Ganz oben auf der Showtreppe: Zwischen Glamour, Vergnügen, Sehnsucht nach Liebe und Überdruss vom Überfluss. „Wir haben alles, nur keine Zeit… Und wenn wir heut` mal leben, dann gehn wir gleich zu weit,..“, heißt eine Liedzeile aus der Revue „Zwei Krawatten“. Fotos: Pawel Sosnowski
Vom großen Los, glücklich zu sein
Rauschhaft bunt, turbulent und witzig-komisch entführt die Revue „Zwei Krawatten“ von Georg Kaiser und Mischa Spoliansky ins Berlin der Goldenen Zwanziger mit allen Höhen und Tiefen in der Regie von Matthias Reichwald in der Staatsoperette Dresden.
Auf der Showtreppe geht es geschäftig zu. Revuegirls mal in schillernden Kostümen, in Charlestonkleidern mit Fransen und mal in schwarzen Bodys und Netzstrümpfen tanzen zu flotter Tingeltangelmusik.
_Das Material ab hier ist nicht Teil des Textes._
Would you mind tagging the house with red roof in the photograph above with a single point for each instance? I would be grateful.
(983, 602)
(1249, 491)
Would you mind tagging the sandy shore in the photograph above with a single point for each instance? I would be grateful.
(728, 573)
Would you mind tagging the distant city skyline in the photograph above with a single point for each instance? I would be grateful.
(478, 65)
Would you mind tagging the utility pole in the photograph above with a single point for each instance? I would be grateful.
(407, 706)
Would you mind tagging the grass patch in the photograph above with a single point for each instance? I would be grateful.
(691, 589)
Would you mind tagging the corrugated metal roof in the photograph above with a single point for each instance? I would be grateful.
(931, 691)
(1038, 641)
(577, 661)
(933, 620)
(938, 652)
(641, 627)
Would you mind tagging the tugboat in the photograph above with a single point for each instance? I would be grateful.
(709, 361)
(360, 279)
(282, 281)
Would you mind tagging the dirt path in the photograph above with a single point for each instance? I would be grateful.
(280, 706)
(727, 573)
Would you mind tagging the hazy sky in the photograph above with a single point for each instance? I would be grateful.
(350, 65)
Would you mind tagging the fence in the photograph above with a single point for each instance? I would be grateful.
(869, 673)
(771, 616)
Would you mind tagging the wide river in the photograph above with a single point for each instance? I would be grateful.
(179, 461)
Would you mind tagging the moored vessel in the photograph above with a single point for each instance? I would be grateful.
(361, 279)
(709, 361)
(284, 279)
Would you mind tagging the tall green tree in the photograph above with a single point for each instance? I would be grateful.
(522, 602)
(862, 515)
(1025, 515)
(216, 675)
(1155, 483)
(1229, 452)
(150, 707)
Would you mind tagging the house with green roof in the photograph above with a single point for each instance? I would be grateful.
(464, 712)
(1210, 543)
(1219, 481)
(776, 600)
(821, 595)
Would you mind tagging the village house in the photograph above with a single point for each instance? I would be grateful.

Ein Herrenquintett, „Die Kristallkehlen aus Moabit“ in schwarzen Anzügen singen mit samtigen Stimmen à la Comedian Harmonists den Ohrwurm „Einmal möcht` ich keine Sorgen haben…“ Ein Gentleman in pinkfarbenem Umhang flirtet mit einer Frau im weißen Abendkleid und blonden Haar, die Marlene Dietrich ähnelt und stürmt im nächsten Moment mitten durch die Ballgesellschaft davon. Gerade erst kennengelernt, schon auf der Flucht?!, wundert sich die Blondine.
Doch es kommt noch verrückter. Nichts ist wie es scheint, alles ist möglich in dieser rauschhaft bunten, turbulenten und witzig-komischen Vergnügungs- und Verwechslungskomödie „Zwei Krawatten – Die Revue vom großen Los“ aus der Feder von Georg Kaiser und mit Musik von Mischa Spoliansky. Auf die Bühne der Staatsoperette Dresden kam das Revuestück unter Regie von Matthias Reichwald, der sonst als Schauspieler am Staatsschauspiel Dresden auf der Bühne steht und auch bereits inszenierte.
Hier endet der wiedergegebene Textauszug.